Menschen müssen sich fortbewegen. Für die Umwelt und das Klima am besten nicht auf Autobahnen und schon gar nicht in der Luft (darum auch keine dritte Landebahn in Schwechat). Wie soll man aber umweltfreundlich und effizient von A nach B gelangen, wenn sämtliche Neubauprojekte des für die gesamteuropäische Verkehrswende integralen Ausbaus von Eisenbahnen durch oftmals grüne Lokalpolitiker effizient verhindert oder zumindest um Jahrzehnte verzögert werden? Woher soll der Strom kommen, wenn weder die Wasserkraft (der Protest gegen einen Kraftwerksbau resultierte in der Gründung der Partei) noch Windparks aufgrund des Schutzes lokaler Fauna verhindert werden? Es gleicht Heuchelei, eine Verkehrswende zu fordern, aber gleichzeitig die Konsequenzen nicht mitzutragen. Irgendwo wird man Abstriche machen müssen.

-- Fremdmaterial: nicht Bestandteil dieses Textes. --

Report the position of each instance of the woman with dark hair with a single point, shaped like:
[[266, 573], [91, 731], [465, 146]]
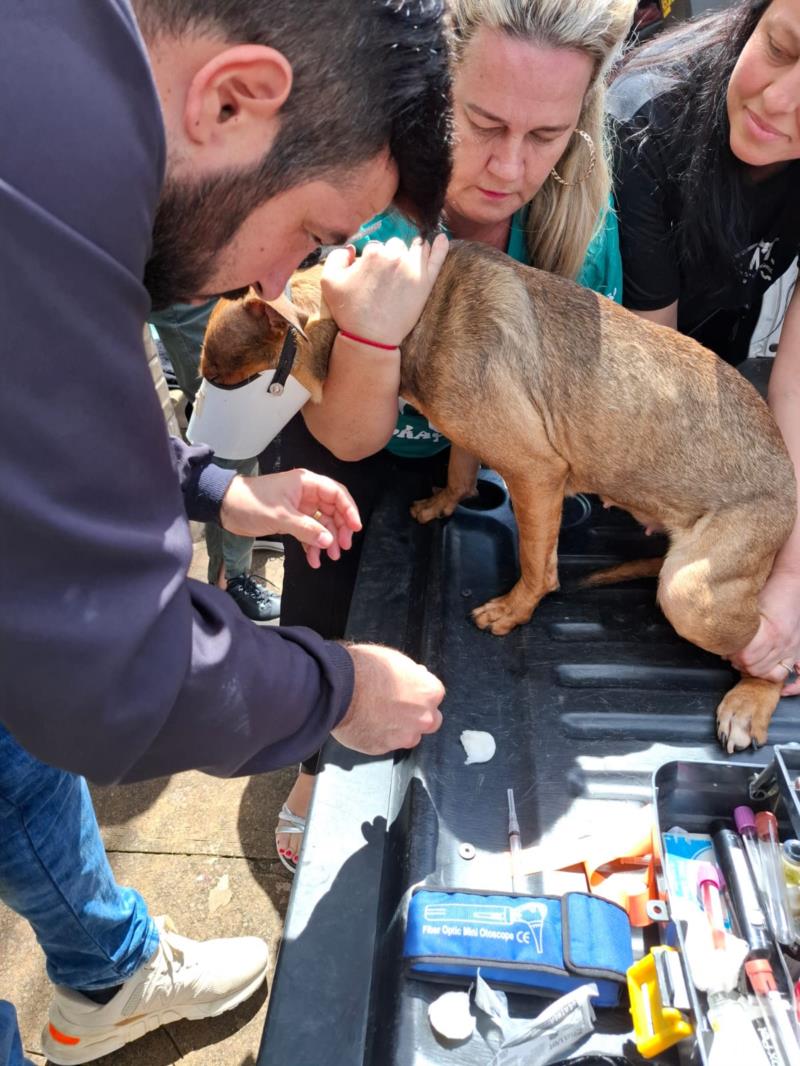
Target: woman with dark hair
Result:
[[707, 188]]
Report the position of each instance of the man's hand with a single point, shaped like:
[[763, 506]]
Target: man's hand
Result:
[[381, 295], [395, 701], [778, 638], [318, 511]]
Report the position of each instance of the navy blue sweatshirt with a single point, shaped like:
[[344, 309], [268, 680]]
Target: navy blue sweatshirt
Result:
[[112, 663]]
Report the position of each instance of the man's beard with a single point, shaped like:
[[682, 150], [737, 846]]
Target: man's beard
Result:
[[194, 221]]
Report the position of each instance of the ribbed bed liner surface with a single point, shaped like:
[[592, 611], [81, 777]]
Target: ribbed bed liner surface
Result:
[[585, 703]]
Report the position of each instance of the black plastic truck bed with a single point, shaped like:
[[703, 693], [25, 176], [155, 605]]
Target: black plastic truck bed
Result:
[[585, 704]]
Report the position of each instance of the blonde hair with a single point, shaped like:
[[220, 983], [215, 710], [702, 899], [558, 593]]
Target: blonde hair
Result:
[[561, 220]]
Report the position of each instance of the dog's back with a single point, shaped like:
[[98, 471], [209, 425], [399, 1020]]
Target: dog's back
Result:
[[619, 397]]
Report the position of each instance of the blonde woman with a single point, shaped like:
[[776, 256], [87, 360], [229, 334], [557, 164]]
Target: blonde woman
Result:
[[530, 177]]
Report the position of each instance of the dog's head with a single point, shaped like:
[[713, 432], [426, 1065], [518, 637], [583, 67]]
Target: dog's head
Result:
[[246, 336]]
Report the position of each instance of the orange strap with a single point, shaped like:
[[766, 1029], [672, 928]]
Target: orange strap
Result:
[[610, 858]]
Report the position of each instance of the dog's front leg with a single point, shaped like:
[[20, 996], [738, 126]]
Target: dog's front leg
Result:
[[745, 713], [538, 500], [462, 482]]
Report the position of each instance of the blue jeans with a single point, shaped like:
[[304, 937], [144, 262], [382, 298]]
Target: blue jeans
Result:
[[11, 1046], [54, 873]]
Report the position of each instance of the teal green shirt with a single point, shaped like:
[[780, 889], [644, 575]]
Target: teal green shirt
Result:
[[602, 271]]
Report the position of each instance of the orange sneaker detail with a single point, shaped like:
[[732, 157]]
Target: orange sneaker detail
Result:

Das grüne Parteiprogramm (das übrigens noch aus den Zeiten Johannes Voggenhubers stammt) lässt sich folgendermaßen zusammenfassen: Man fordert umfassende Maßnahmen für sozial Schwächere, Benachteiligte, junge und alte Personen, ohne sich dafür die Finanzierung überlegt zu haben. Das Paket klingt an der Oberfläche ganz gut: jeder darf leben, arbeiten, sich ausbilden wo und vor allem wie er möchte, ohne sich bei persönlichem Scheitern große finanzielle Sorgen machen zu müssen. Nur bei der Frage nach der Finanzierung wird immer auf die Großkonzerne, die „Giga-Multis“, die Spekulanten und deren Milliardenprofite verwiesen. Über die Konsequenzen des Übermelkens dieser eierlegenden Wollmilchsau hat sich aber noch keiner Gedanken gemacht.Und außerdem: Mit der Liste Jetzt und EU-Wahl-Spitzenkandidat Voggenhuber tritt der Mann an, der das grüne Wahlprogramm erfunden hat. Wieso also die Grünen wählen, wenn man das erfahrene Original haben könnte? Für jene, die sich in die DDR oder nach Venezuela (zurück-)sehnen, kandidiert die Vorsitzende der Sozialistischen Jugend, Julia Herr (SPÖ). Welchen Platz haben nun die heutigen Grün*Innen noch, gefangen in ihrer Welt der Radfahrenden, Advocadotoastessenden, und Gendernderndernden?
Geht’s den Hacklern gut,
geht’s den Frauen gut,
geht’s der Umwelt gut
KOMMENTAR PRO
VON SIMEON GAZIVODA
Die Grünen beantworten diese komplexen Fragen oft mit komplexen Antworten – und treffen damit oft auf Unverständnis. Deshalb lohnt sich ein genauer Blick darauf, wie „Grün“ nun denkt.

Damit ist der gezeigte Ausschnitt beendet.